Eric Wolf’s work in Anthropology really did come from many countries in Latin America, one of the first being Mexico as he researched “peasants” and how they formed their national identity from past history in an article written “Virgin of Guadalupe” and more famously "Sons of a Shaking Earth"(1959) (Kottack),. This is a constant as he was fascinated by the ideas of underprivileged, or poorer people in other countries. He again wrote at his time as University of Michigan’s Founder of Anthropology department, “Peasants Wars of the Twentieth Century, (1966)” where he looked at how poorer people were essentially tenants to government officials he called landlords giving up the little they have in the social hierarchy and also, “Europe and People Without History (1982)”(Kottack).
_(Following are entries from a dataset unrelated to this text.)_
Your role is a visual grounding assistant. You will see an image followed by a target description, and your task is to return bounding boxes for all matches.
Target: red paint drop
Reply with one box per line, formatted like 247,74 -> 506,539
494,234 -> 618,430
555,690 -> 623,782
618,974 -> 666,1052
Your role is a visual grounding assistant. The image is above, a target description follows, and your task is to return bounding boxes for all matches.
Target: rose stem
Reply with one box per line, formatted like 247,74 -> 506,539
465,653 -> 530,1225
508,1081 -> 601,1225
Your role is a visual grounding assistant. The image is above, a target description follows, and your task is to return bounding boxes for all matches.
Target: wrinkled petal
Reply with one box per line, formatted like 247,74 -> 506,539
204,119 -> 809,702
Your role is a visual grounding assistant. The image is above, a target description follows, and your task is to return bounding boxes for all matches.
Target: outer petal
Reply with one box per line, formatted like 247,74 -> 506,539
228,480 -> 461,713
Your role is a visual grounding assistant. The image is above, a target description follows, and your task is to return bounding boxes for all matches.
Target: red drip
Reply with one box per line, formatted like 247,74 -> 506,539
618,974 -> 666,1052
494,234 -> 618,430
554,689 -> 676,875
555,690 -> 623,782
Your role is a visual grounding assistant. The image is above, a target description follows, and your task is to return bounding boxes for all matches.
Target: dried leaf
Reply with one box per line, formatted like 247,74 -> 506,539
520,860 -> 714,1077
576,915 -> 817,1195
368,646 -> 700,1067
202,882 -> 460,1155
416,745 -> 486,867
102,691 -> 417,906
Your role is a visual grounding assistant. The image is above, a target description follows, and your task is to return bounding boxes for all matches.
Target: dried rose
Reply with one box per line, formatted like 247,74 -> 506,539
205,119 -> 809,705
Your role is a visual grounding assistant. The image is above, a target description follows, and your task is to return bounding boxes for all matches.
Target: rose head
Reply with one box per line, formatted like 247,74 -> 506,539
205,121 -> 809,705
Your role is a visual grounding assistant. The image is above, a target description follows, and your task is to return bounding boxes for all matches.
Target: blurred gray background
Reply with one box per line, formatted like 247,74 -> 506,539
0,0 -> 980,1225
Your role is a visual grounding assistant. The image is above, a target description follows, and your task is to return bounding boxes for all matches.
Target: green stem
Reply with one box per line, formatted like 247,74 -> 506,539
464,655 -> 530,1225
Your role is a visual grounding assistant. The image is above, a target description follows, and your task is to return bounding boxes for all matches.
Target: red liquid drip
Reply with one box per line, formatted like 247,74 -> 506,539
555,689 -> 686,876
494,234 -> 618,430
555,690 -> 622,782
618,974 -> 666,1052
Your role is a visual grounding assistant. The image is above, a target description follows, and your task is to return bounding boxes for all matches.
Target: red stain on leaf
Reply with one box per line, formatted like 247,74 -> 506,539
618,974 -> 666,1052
Where he tackled capitalism, which also a common theme in his works as he was a firm believer in marxism which is essentially the defects and effects of capitalism arguing for communism and also would study historical trends of cultures. Wolf loved to connected the dots and did most of his research of individual cultures in terms of relating it to the world when it came to politics and economics, which is something that was not common as most anthropologists at the time studied cultures as their own individual cases not connecting it as a whole seeing how one culture could affect another (Sparks).

Notable Work

  • Wolf, Eric R. Europe and the People Without History. Berkeley: University of California Press, 1982. Print

    • "Talks about the comparison of the effects of European expansion on indigenous peoples of Africa, the Americas, and the Far East. Wolf argued that global markets shaped the practices of these peoples even before their first contacts with Europeans and that market forces had continued to shape these populations through demand for labour, migration, and changes in demands for raw materials" (Sparks) .

  • Wolf, Eric R. Peasant Wars of the Twentieth Century. New York: Harper & Row, 1969. Print.
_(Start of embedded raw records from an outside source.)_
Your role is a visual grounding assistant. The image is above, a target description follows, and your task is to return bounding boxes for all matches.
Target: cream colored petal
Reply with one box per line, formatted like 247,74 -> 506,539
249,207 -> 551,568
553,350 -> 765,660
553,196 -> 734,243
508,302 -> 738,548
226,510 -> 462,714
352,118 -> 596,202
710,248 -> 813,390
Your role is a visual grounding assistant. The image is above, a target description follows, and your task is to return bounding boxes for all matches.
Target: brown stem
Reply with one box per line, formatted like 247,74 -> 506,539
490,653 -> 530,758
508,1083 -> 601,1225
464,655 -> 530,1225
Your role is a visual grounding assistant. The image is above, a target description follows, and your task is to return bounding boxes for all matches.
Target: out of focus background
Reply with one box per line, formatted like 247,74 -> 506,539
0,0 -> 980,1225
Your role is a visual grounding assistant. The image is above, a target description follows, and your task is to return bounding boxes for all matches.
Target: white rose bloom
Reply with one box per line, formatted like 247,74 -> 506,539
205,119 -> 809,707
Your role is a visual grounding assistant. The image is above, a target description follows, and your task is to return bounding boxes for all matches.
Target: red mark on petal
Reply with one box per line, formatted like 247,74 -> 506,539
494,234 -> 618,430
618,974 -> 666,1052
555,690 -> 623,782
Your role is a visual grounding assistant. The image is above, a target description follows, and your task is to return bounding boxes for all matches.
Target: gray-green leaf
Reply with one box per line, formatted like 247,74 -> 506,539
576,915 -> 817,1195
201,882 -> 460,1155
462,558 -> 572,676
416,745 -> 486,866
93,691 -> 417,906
    • .He was famous for talking about six different peasant revolutions in places ranging from Russia all the way to Mexico. The revolutions all from the point of view of the peasants in the different cultures because of different factors like other cultures (America) and their own government.

  • Wolf, Eric R, Sons of the Shaking Earth. Chicago: University of Chicago Press, 1959

    • He touches on the idea of the history of places like Guatemala and Mexico giving credit to Spanish conquerors of the past and African indigenous groups in terms of politics and societal structures and the different religion and traditions in these Latin American countries. His writing his also praised as it was very cohesive and is more impressive when considered he was an immigrant.

  • Wolf, Eric R., et al. Pathways of Power: Building an Anthropology of the Modern World. 1st ed., University of California Press, 2001. JSTOR, www.jstor.org/stable/10.1525/j.ctt1pnz1r. Accessed 3 Oct. 2020.

    • This is a very complete collection of Wolf work including 28 essays ranging from peasants, anthropology as a whole, concepts and connecting local cultures to bigger ones or at least the general idea of it.